Abstract 5142
Background
Thermal Liquid Biopsy (TLB) is based on Differential Scanning Calorimetry (DSC, calorimetric thermogram analysis of serum samples) as a new clinical approach for diagnostic assessment of lung cancer patients. DSC is highly sensitive and it studies the unfolding transitions in proteins by thermal denaturation. The DSC profile of blood serum has been previously proposed as a novel approach for diagnosis and monitoring several diseases. Our main objective is to determine the TLB capacity to differentiate between Healthy Controls (HC) and Lung Cancer Patients (LCP).
Methods
Blood samples from HC and LCP were analyzed with a high sensitivity microcalorimeter VP-DSC (MicroCal-Malvern). The data were processed by Origin 7 software. Thermograms acquired were analyzed with a multiparametric method developed by our research group, procuring some indicators to interpret the results. The Area Under the Curve (AUC) was analyzed and the Youden’s Index obtained from ROC curves, allowing to construct the contingency tables. Odds Ratio (OR) was also calculated by binary logistic regression.
Results
117 samples from LCP (Average age 64.6±8.7, 83.0% men) stage distribution (II: 5.2%, III: 25.9%; IV: 69.0%), smoking status (63.8% smoking, 6.5% non-smoking) histology distribution (37.1% Adenocarcinoma, 28.4% Squamous, 30.2% small cell) compared to 123 HC from a blood bank with homogeneous distribution. 10 out of 28 parameters of our multiparametric method showed statistical differences between HC and LCP. After developing ROC curves, AUC higher than 0.75 were observed in these 10 parameters, exceeding 0.85 in 3 of them. The Youden’s index was calculated for all, finding sensitivity and specificity values higher than 75.0-90.0% (for the best parameter both were more than 85.0%).
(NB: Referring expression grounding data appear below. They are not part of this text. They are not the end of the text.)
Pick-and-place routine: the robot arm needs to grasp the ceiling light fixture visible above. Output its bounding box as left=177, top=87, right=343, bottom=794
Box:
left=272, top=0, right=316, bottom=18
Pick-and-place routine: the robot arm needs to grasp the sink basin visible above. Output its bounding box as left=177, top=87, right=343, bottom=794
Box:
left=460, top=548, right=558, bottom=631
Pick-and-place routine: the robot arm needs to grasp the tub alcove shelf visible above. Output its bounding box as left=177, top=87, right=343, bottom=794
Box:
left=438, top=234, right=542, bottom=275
Comparing HC to LCP, we calculated OR obtaining 10 parameters over 10, showing a high positive association between clinical parameters and DSC results.
Conclusions
High positive association between clinical groups and TLB parameters offers advantages over current diagnosis techniques (CT imaging), providing a powerful diagnostic approach with a minimally-invasive, low-risk, low-cost clinical test for LCP. Future promising applications, such as screening programs, could be developed from TLB.
Clinical trial identification
Legal entity responsible for the study
Instituto Investigación Sanitaria de Aragón (ISS).
Funding
Institute Carlos III (Spain).
Editorial Acknowledgement
Disclosure
All authors have declared no conflicts of interest.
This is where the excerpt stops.